E. EXPENSES. The Company shall reimburse Employee, pursuant to the Companys expense policies for reasonable expenses incurred in the performance of Employees duties as Chief Financial Officer. Any questions about the reasonableness of an expense shall be conclusively resolved by the Companys President in the Presidents sole discretion.
F. VACATION AND OTHER BENEFITS. Subject to the Companys vacation policy, Employee shall be entitled to fifteen (15) days of paid vacation during the Term and any renewal term. Employee shall be entitled during the Term of this Agreement and any renewal term to participate in benefit plans or policies generally applicable to employees of the Company, including, but not limited to, all retirement, deferred compensation and similar plans and programs generally available to other employees of the Company as in effect from time to time, subject to any legally required restrictions specified in such plans and programs.

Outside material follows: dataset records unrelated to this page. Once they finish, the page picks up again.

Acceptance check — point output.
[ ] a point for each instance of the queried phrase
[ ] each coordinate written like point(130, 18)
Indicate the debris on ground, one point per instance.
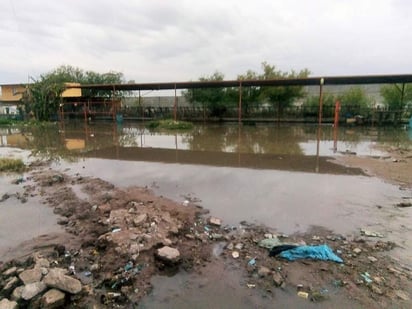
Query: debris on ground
point(125, 237)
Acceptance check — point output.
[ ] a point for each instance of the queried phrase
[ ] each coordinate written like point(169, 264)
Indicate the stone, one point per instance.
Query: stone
point(11, 283)
point(216, 236)
point(16, 295)
point(7, 304)
point(139, 220)
point(215, 221)
point(31, 275)
point(10, 272)
point(376, 289)
point(32, 289)
point(277, 279)
point(239, 246)
point(57, 279)
point(63, 221)
point(52, 299)
point(372, 259)
point(118, 216)
point(402, 295)
point(263, 271)
point(42, 262)
point(94, 267)
point(168, 254)
point(357, 250)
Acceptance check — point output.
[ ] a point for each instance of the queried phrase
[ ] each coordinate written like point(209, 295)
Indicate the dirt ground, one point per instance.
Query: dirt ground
point(113, 236)
point(395, 168)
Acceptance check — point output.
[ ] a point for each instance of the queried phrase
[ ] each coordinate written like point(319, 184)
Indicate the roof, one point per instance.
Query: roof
point(309, 81)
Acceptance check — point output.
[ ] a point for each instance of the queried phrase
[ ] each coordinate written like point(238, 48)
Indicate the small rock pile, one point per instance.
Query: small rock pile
point(43, 285)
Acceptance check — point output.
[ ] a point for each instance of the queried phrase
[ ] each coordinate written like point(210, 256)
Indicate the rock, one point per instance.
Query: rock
point(7, 304)
point(215, 221)
point(216, 236)
point(235, 254)
point(371, 233)
point(11, 283)
point(357, 250)
point(239, 246)
point(32, 289)
point(402, 295)
point(31, 275)
point(168, 254)
point(57, 279)
point(42, 262)
point(94, 267)
point(10, 272)
point(372, 259)
point(277, 279)
point(16, 295)
point(263, 271)
point(376, 289)
point(118, 216)
point(139, 220)
point(63, 221)
point(52, 299)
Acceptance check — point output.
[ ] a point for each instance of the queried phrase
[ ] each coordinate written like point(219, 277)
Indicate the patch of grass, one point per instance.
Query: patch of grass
point(6, 121)
point(11, 165)
point(170, 124)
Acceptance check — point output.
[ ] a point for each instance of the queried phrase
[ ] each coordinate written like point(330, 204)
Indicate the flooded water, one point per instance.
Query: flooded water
point(281, 176)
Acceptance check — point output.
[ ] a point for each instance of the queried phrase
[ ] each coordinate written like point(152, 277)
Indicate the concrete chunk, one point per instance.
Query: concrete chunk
point(32, 289)
point(30, 275)
point(7, 304)
point(168, 254)
point(56, 279)
point(52, 299)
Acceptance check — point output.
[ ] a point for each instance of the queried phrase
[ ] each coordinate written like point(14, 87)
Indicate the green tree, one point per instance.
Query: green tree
point(354, 101)
point(250, 95)
point(43, 95)
point(311, 105)
point(281, 96)
point(214, 99)
point(397, 96)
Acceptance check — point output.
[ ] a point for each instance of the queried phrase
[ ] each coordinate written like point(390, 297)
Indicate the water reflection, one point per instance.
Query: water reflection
point(287, 147)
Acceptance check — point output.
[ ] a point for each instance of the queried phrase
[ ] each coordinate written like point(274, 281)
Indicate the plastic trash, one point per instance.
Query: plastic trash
point(303, 294)
point(269, 243)
point(276, 250)
point(366, 277)
point(321, 252)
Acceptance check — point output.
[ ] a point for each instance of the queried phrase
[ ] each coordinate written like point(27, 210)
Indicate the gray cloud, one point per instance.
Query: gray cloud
point(162, 40)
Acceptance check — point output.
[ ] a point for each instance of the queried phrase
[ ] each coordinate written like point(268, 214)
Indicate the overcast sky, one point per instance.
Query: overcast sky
point(162, 40)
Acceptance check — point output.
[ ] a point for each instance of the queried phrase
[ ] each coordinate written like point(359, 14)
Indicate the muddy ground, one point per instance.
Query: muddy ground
point(113, 234)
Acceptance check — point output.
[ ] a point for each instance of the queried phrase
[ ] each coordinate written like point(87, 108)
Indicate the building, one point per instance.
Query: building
point(11, 94)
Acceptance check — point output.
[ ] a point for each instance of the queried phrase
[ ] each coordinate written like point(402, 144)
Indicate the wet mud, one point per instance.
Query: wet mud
point(115, 234)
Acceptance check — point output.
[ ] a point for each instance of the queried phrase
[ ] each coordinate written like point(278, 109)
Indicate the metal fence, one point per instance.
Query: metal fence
point(270, 113)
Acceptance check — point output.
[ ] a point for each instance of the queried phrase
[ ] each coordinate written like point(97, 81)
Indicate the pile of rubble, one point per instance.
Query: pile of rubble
point(44, 285)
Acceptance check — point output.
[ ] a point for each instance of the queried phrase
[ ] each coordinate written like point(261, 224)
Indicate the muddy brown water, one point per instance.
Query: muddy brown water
point(280, 176)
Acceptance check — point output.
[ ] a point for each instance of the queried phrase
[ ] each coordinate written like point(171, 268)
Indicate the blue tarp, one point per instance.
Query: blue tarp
point(321, 252)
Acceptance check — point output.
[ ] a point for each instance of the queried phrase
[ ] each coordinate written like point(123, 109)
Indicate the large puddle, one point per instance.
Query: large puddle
point(280, 176)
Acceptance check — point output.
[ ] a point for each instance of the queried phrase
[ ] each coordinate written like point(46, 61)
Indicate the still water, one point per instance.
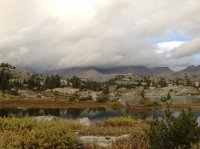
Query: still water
point(98, 114)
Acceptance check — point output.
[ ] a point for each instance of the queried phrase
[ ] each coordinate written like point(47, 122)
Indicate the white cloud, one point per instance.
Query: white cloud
point(166, 47)
point(97, 33)
point(188, 48)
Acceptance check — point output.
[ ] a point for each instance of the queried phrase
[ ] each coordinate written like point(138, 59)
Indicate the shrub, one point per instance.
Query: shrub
point(27, 132)
point(174, 132)
point(120, 121)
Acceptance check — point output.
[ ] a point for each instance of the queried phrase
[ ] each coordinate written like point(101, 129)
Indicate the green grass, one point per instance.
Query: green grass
point(27, 132)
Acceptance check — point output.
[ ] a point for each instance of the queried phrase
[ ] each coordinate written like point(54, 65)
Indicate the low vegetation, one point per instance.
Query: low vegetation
point(29, 133)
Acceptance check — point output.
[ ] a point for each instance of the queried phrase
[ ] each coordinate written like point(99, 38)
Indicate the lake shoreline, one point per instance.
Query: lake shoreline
point(88, 104)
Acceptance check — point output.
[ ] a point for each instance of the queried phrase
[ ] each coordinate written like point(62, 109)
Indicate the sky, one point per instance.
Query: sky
point(55, 34)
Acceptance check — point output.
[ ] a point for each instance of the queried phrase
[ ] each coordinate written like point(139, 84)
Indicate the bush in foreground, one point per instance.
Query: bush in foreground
point(29, 133)
point(174, 132)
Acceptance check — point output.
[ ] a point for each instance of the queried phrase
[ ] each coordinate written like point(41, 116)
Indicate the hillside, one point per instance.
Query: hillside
point(106, 73)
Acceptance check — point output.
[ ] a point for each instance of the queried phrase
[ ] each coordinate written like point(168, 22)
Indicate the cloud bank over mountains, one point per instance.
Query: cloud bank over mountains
point(64, 33)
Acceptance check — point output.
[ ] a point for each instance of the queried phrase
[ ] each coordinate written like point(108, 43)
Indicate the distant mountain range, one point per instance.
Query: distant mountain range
point(192, 69)
point(102, 72)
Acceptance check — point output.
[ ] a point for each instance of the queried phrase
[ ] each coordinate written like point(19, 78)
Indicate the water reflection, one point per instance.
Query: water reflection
point(94, 114)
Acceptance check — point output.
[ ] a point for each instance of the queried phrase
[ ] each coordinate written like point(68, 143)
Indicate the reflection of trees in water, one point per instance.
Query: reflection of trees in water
point(93, 110)
point(75, 113)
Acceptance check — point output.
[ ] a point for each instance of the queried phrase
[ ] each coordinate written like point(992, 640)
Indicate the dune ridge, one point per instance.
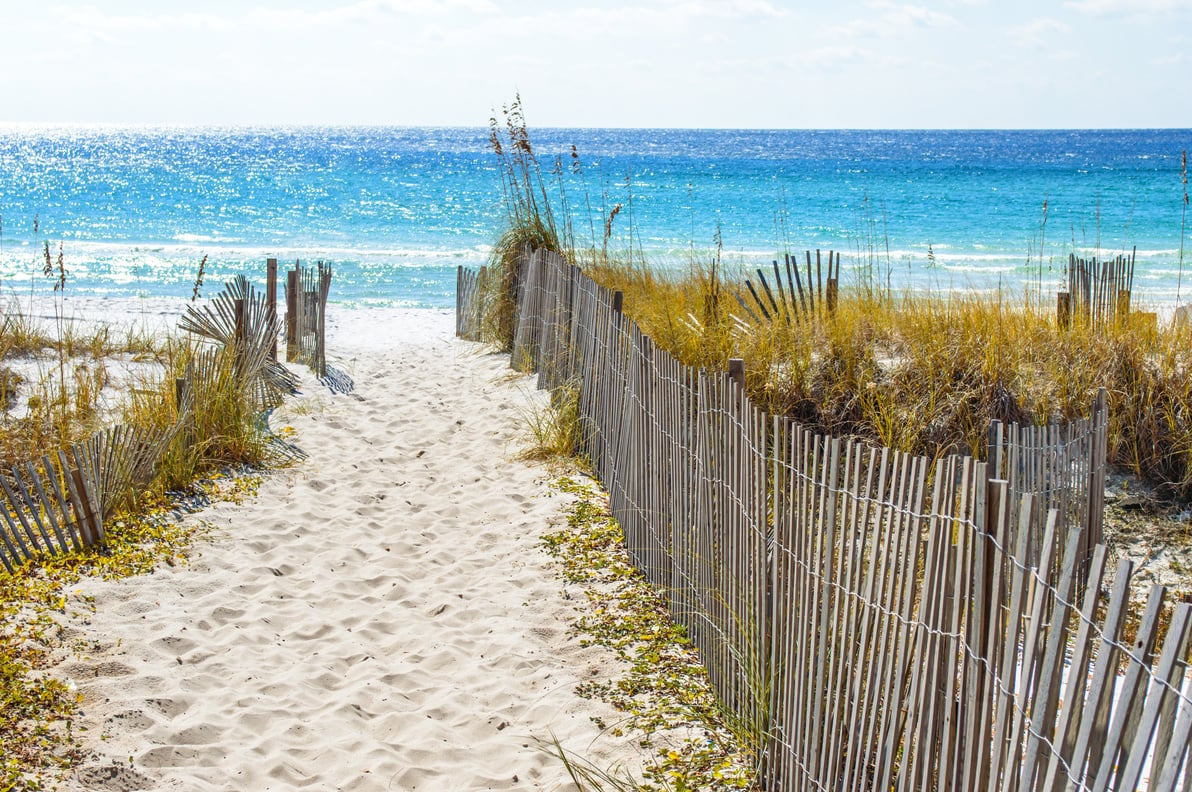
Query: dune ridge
point(380, 617)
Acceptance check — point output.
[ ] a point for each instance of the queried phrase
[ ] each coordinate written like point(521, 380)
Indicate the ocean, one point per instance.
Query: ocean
point(395, 210)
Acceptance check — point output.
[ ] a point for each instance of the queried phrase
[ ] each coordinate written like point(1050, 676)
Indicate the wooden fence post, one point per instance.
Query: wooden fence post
point(737, 371)
point(271, 298)
point(238, 339)
point(291, 314)
point(1123, 305)
point(1063, 309)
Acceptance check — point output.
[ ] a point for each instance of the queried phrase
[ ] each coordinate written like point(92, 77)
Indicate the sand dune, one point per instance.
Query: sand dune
point(378, 618)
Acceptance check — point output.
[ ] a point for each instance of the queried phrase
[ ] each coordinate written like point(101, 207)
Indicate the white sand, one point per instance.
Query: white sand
point(379, 618)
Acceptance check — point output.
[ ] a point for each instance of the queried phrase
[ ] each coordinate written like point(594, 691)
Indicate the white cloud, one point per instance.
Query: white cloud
point(1038, 32)
point(261, 18)
point(1130, 7)
point(893, 20)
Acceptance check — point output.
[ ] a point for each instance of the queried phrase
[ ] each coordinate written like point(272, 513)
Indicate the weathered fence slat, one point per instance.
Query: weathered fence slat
point(881, 620)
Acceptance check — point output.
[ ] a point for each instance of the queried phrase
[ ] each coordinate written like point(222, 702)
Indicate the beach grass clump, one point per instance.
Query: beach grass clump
point(529, 222)
point(664, 693)
point(926, 372)
point(216, 432)
point(556, 427)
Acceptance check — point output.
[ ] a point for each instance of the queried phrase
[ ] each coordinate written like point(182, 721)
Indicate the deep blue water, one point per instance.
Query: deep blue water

G. INDEMNITY. The Board of Directors of the Company has adopted Bylaws providing for the indemnification of the officers and certain other employees and agents of the Company, including other persons serving at the request of the Company in such capacities with
other corporations or enterprises, as authorized by the Delaware General Corporation Law, as amended (the Code). The Bylaws and the Code, by their non-exclusive nature, permit contracts between the Company and its agents, officers, employees and other agents with respect to indemnification of such persons. The Company, on its own behalf and on behalf of LBI, hereby agrees to hold harmless and indemnify Employee to the fullest extent authorized or permitted by the provisions of the Bylaws as the same may be amended from time to time (but, only to the extent that such amendment permits the Company to provide broader indemnification rights than the Bylaws permitted prior to adoption of such amendment).
|III.||TERMINATION PRIOR TO EXPIRATION OF AGREEMENT.|
A. DISABILITY. If Employee becomes disabled due to sickness or accident during the term of this Agreement, and is no longer able to perform the essential functions of the job with or without reasonable accommodation, and such disability continues for more than eight (8) consecutive weeks, the Company, in its sole discretion, may either (1) suspend Employees obligation to render services hereunder and the Companys obligation to pay Employee under the terms of this Agreement during the continuation of such disability, or (2) terminate this Agreement immediately; provided, however, that nothing in this Agreement shall limit Employees right to any disability leave provided under the California Pregnancy Disability Leave law or similar applicable law. If Employee is terminated as the result of disability, the Company shall not be obligated to provide any further payments or compensation to Employee hereunder, except amounts due as salary and expense reimbursement earned at the time of such termination.
B. DEATH. In the event of Employees death during the Term of this Agreement or any renewal term, this Agreement shall terminate and the Company shall have no further obligation to provide any further payments or compensation to Employee or Employees surviving spouse, estate or legal representatives, except amounts due as salary previously earned and vested at the time of such termination and any expense reimbursement due prior to death.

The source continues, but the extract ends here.